Pracodawca z Gdańska poszukuje kierowcy. Ogłoszenie o pracę, które umieścił na jednym z portali ogłoszeniowych wydaje się dość atrakcyjne - przedsiębiorca obiecuje pracownikowi auto na wyłączność, zakwaterowanie w Gdańsku w bardzo dobrych warunkach, cotygodniowe wypłaty min. 1600 złotych obrotu, elastyczne godziny pracy czy miłą atmosferę. Jest tylko jedno „ale”. Nie życzy sobie żadnych Polaków.

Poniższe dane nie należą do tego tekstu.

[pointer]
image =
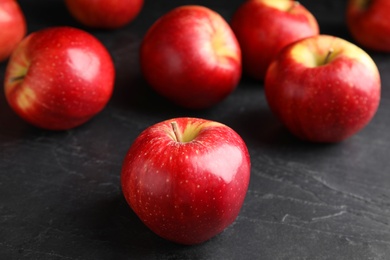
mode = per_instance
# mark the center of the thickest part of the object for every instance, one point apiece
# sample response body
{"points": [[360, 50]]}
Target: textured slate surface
{"points": [[60, 196]]}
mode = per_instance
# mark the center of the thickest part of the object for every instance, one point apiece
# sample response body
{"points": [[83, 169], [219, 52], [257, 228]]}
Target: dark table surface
{"points": [[60, 195]]}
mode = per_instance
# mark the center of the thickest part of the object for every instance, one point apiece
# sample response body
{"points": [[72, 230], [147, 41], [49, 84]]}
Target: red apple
{"points": [[13, 27], [105, 14], [59, 78], [369, 23], [323, 88], [264, 27], [192, 57], [186, 178]]}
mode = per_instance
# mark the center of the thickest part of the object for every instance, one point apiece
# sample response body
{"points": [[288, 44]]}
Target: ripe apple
{"points": [[369, 24], [58, 78], [186, 178], [191, 56], [13, 27], [104, 14], [323, 88], [264, 27]]}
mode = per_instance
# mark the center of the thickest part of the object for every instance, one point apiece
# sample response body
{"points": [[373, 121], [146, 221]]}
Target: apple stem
{"points": [[330, 51], [295, 4], [176, 131]]}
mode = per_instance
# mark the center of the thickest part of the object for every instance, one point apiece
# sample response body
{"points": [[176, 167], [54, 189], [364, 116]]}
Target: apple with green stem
{"points": [[59, 78], [186, 178], [323, 88], [369, 24], [13, 27], [264, 27], [191, 57]]}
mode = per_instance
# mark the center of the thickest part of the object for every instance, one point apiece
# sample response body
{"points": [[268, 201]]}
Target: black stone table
{"points": [[60, 194]]}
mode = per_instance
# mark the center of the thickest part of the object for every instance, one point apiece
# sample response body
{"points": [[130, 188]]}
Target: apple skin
{"points": [[369, 24], [58, 78], [264, 27], [13, 27], [104, 14], [323, 96], [186, 191], [191, 56]]}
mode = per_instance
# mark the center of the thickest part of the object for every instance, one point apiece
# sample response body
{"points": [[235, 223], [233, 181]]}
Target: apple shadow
{"points": [[112, 224]]}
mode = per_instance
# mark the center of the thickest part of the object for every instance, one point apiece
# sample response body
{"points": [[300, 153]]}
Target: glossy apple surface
{"points": [[191, 56], [58, 78], [12, 27], [264, 27], [323, 88], [369, 23], [186, 180], [104, 14]]}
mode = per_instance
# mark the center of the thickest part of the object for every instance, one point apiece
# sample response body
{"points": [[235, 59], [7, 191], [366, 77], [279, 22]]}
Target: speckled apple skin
{"points": [[187, 192], [323, 102], [59, 78]]}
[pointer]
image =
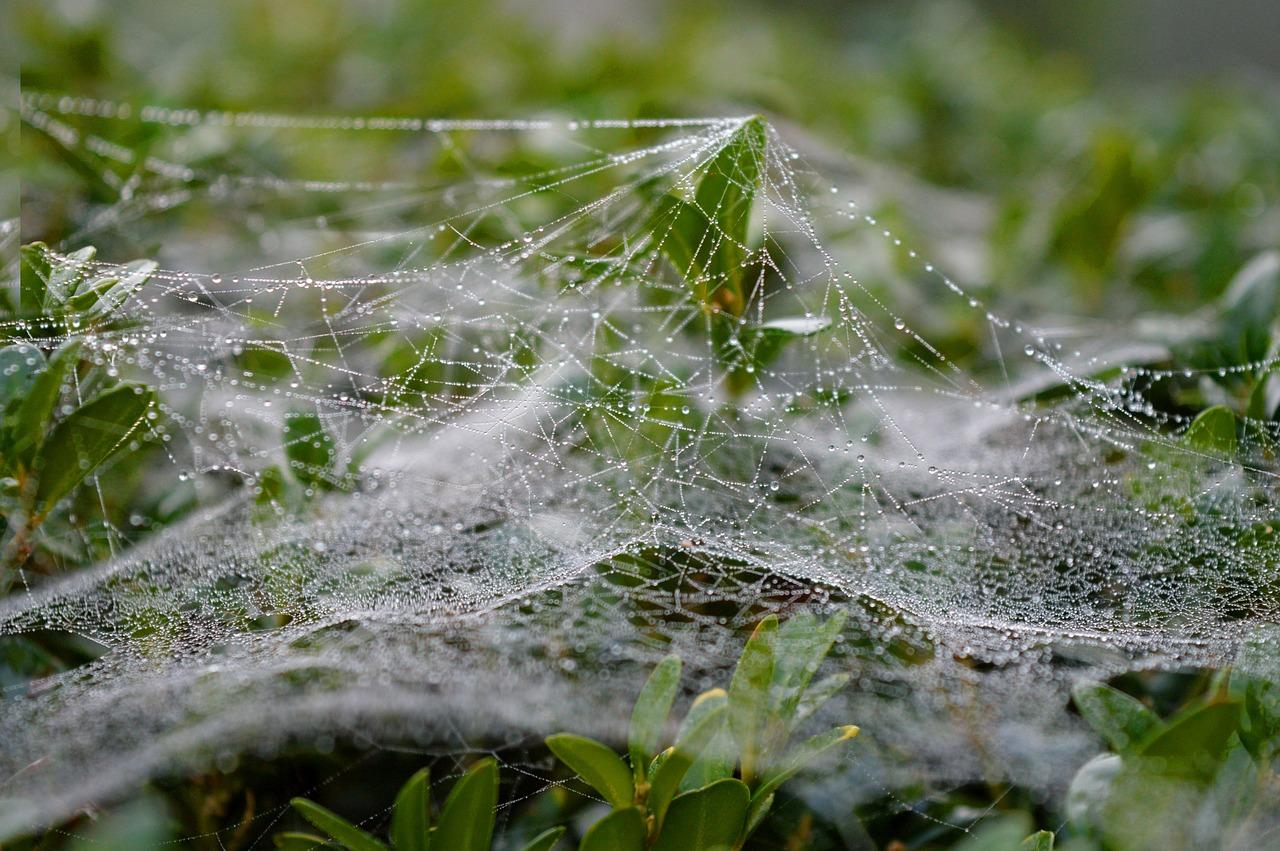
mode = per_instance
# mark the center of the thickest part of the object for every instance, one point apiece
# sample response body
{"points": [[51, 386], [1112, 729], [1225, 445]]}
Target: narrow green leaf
{"points": [[718, 756], [803, 644], [725, 196], [292, 841], [310, 449], [35, 413], [466, 818], [1194, 744], [598, 765], [1265, 398], [19, 365], [1121, 721], [757, 813], [618, 831], [65, 275], [680, 759], [800, 756], [411, 817], [1212, 431], [33, 278], [109, 294], [339, 828], [652, 709], [1260, 724], [817, 695], [544, 841], [1249, 307], [1038, 841], [684, 236], [705, 241], [88, 437], [749, 692], [707, 819]]}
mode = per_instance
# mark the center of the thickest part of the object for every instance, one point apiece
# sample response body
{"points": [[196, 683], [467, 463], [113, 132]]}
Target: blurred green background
{"points": [[1064, 160], [1078, 146]]}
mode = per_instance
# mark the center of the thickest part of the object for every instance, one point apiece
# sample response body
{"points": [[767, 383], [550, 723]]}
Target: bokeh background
{"points": [[1078, 146], [1086, 163]]}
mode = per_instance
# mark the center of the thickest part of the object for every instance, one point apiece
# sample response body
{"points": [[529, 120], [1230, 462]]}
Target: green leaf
{"points": [[411, 818], [466, 818], [1038, 841], [1249, 307], [705, 241], [1212, 431], [1000, 833], [33, 278], [310, 449], [618, 831], [818, 694], [649, 715], [1194, 744], [764, 342], [803, 644], [681, 756], [65, 275], [757, 813], [598, 765], [19, 365], [800, 756], [292, 841], [684, 236], [544, 841], [1260, 724], [726, 195], [1265, 398], [720, 755], [1121, 721], [711, 818], [35, 413], [86, 438], [749, 692], [339, 828], [106, 294]]}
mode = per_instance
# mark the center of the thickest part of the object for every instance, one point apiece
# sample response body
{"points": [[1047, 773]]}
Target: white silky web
{"points": [[553, 488]]}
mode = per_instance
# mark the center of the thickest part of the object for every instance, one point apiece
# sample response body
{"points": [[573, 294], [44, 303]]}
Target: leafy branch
{"points": [[50, 440]]}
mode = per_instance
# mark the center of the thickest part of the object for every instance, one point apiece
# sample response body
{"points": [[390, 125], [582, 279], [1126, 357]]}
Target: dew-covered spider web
{"points": [[544, 453]]}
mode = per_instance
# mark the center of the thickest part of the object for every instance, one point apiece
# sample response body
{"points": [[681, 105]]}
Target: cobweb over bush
{"points": [[471, 451]]}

Na ogłoszenie o pracę na stanowisko kierowcy Uber/Bolt, w którym padło hasło: „przyjmujemy tylko obcokrajowców, żadnych Polaków”, zwrócił uwagę portal polsatnews.pl. Dziennikarz serwisu, podając się za studenta z Gdańska, zadzwonił do ogłoszeniodawcy, udając, że chciałyby zatrudnić się u niego jako kierowca.
W odpowiedzi na pytanie, dlaczego Polacy są niemile widziani, mówiący ze wschodnim akcentem pracodawca odparł po prostu, że mieszkańcy Polski nie chcą pracować i „robią mniejszą kasę” niż „chłopaki-obcokrajowcy”. Mimo to nie odrzucił zgłoszenia dziennikarza.

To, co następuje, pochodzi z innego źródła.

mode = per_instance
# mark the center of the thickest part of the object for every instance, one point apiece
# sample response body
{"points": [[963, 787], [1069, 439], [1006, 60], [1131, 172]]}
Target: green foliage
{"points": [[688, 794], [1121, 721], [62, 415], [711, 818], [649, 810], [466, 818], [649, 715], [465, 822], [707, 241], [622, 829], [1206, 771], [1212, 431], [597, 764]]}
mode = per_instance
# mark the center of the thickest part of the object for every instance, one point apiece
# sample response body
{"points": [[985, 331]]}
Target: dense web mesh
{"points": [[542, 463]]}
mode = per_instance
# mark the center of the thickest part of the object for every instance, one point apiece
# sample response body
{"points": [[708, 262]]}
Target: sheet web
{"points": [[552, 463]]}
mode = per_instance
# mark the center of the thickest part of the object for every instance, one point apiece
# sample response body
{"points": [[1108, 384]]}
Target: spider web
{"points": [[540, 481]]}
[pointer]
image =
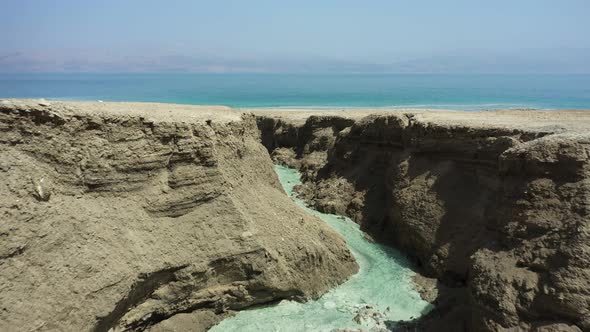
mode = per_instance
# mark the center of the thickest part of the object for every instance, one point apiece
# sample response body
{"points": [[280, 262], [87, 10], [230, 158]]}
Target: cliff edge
{"points": [[137, 216], [494, 204]]}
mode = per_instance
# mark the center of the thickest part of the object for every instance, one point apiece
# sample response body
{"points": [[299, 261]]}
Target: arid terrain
{"points": [[494, 204], [129, 216]]}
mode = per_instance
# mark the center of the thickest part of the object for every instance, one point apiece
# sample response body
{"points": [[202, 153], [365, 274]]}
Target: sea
{"points": [[313, 91]]}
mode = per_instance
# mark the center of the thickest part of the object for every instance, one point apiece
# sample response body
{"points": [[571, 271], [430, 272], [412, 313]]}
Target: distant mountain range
{"points": [[536, 61]]}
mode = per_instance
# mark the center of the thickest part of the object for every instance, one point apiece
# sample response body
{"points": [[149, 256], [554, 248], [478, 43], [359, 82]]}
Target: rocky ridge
{"points": [[495, 205], [137, 216]]}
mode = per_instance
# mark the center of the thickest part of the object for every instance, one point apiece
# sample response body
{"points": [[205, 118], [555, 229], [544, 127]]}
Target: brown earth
{"points": [[494, 204], [136, 216]]}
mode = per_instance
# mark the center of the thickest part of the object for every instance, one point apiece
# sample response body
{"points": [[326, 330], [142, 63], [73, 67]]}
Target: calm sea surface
{"points": [[470, 92]]}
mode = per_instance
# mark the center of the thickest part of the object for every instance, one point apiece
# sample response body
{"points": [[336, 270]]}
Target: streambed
{"points": [[383, 286]]}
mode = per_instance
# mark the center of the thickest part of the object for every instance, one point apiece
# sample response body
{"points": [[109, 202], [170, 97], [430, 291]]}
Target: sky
{"points": [[295, 36]]}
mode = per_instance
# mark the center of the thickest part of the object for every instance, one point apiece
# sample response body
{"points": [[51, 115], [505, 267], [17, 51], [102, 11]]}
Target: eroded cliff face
{"points": [[143, 216], [499, 213]]}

Według Adama Wojnarowskiego z Kancelarii Prawnej Consulti w Gdańsku takie ogłoszenie jest niezgodne z prawem oraz polską konstytucją. Narusza m.in. artykuł 32 polskiej konstytucji, mówiący o zakazie dyskryminacji ze względu na narodowość.
- To absolutnie niedopuszczalne ogłoszenie, jawna dyskryminacja. Ogłoszenie jest sprzeczne z art. 45 Traktatu o funkcjonowaniu Unii Europejskiej (dotyczącego swobody przepływu pracowników) oraz art. 18 kodeksu pracy – powiedział w rozmowie z portalem.
Dyskryminacja działa w obie strony
W sierpniu bieżącego roku ogłoszenie o podobnej dyskryminującej treści, tyle że tym razem nastawionej przeciw Ukraińcom, zostało wystawione przez smażalnie ryb w Gdyni. Jej właściciel nie dość, że umieścił w ogłoszeniu wyrażenie: „Zero Ukraińców czy innych podobnych”, to jeszcze wykazał się rażącą, skandaliczną ksenofobią, nazywając ich „podludźmi”.